# [HELP]Weird USB/ADB Issues.



## TopazAaron (Jun 29, 2011)

Ok I'm having some issues.

So Last night, ADB was working perfect. it detect my device and everything. Then I was testing the webtop hack and i flashed unleashed 1.3 and it was still working. I got the webtop hack working on it.

So now i wanted to see if i could get it on a liberty alpha build. Everything went smoothly, and then on liberty when i try to get my device in adb it detected it but said it was offline, So i was unable to do what i needed.

So this morning I thought maybe something i messed up. So I FXZ my Bionic. i uninstalled the drivers and installed them back, I reinstalled adb.

I tried it unrooted still didn't work but didn't give the offline device something different ill explain soon.

So i rooted and tried same as when i wasn't rooted,

So i installed unleashed 1.3 again and it does this see picture below.
View attachment 3229


It detects it before i go into adb shell. but after im in adb shell. nothing.

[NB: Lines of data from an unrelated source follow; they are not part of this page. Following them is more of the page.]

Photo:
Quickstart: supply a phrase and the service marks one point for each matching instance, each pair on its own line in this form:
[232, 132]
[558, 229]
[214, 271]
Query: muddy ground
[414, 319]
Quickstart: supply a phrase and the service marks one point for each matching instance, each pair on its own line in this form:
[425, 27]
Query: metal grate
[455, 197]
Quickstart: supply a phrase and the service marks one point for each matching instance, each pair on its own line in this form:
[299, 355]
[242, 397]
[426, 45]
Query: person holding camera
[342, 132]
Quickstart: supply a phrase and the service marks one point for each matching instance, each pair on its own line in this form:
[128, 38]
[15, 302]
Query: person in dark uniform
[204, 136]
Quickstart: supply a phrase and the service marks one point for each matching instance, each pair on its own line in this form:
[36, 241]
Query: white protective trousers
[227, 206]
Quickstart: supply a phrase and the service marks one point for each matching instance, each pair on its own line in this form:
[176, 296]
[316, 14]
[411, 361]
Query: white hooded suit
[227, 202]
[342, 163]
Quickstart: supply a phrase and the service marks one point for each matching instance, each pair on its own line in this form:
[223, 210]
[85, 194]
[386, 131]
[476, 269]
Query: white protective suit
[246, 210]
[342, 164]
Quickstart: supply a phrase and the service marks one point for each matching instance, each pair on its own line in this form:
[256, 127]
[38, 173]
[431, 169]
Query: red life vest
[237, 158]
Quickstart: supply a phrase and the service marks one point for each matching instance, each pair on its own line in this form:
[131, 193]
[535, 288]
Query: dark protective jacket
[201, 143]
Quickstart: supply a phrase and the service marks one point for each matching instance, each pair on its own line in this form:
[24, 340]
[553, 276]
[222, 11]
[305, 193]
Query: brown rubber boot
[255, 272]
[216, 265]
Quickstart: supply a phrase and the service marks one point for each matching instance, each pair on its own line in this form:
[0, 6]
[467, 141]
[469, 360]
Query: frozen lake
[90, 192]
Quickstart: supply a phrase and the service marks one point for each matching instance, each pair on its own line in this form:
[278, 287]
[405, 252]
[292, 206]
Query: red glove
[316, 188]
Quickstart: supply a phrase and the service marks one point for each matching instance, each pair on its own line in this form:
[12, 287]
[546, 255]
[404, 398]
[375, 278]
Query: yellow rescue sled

I'm still unable to do what i need.Started to do this after FXZ, on unrooted, rooted, unleashed.

EDIT: I GOT IT SAYING DEVICE IS OFFLINE AGAIN :/

Any help with this would be really appreciated.

Thanks guys
Aaron


----------



## runandhide05 (Sep 20, 2011)

"TopazAaron said:


> Ok I'm having some issues.
> 
> So Last night, ADB was working perfect. it detect my device and everything. Then I was testing the webtop hack and i flashed unleashed 1.3 and it was still working. I got the webtop hack working on it.
> 
> ...


I know this is not what you're asking, but what webtop hack are u reffering to?


----------



## TopazAaron (Jun 29, 2011)

runandhide05 said:


> I know this is not what you're asking, but what webtop hack are u reffering to?


Its on the xda forums

Sent from my DROID BIONIC using Tapatalk


----------



## mzimand (Jun 6, 2011)

Do you have USB debugging selected?


----------



## TopazAaron (Jun 29, 2011)

Yes, I have it seletcted.


----------



## skaforey (Aug 1, 2011)

Try killing all instances of adb on your computer. That usually fixes any device offline problem


----------



## TopazAaron (Jun 29, 2011)

I have, Ive tryed everything. rebooting. uninstalling adb and moto drivers and reintalling them. I'm going to return the bionic today and get a new one.


----------



## Brenardo (Jul 18, 2011)

Just curious... are you using the supplied usb cable? I was using the cable from my Thunderbolt having issues.... switched to moto cable and problem solved... maybe a fluke but try it out and see


----------



## TopazAaron (Jun 29, 2011)

Yeah, I'm using the moto one, Ive used a lg one. ive used one that i just had around. a htc one. nothing works. even on my new bionic. i got a replacment. hopeing that would fix it. but it didnt.


----------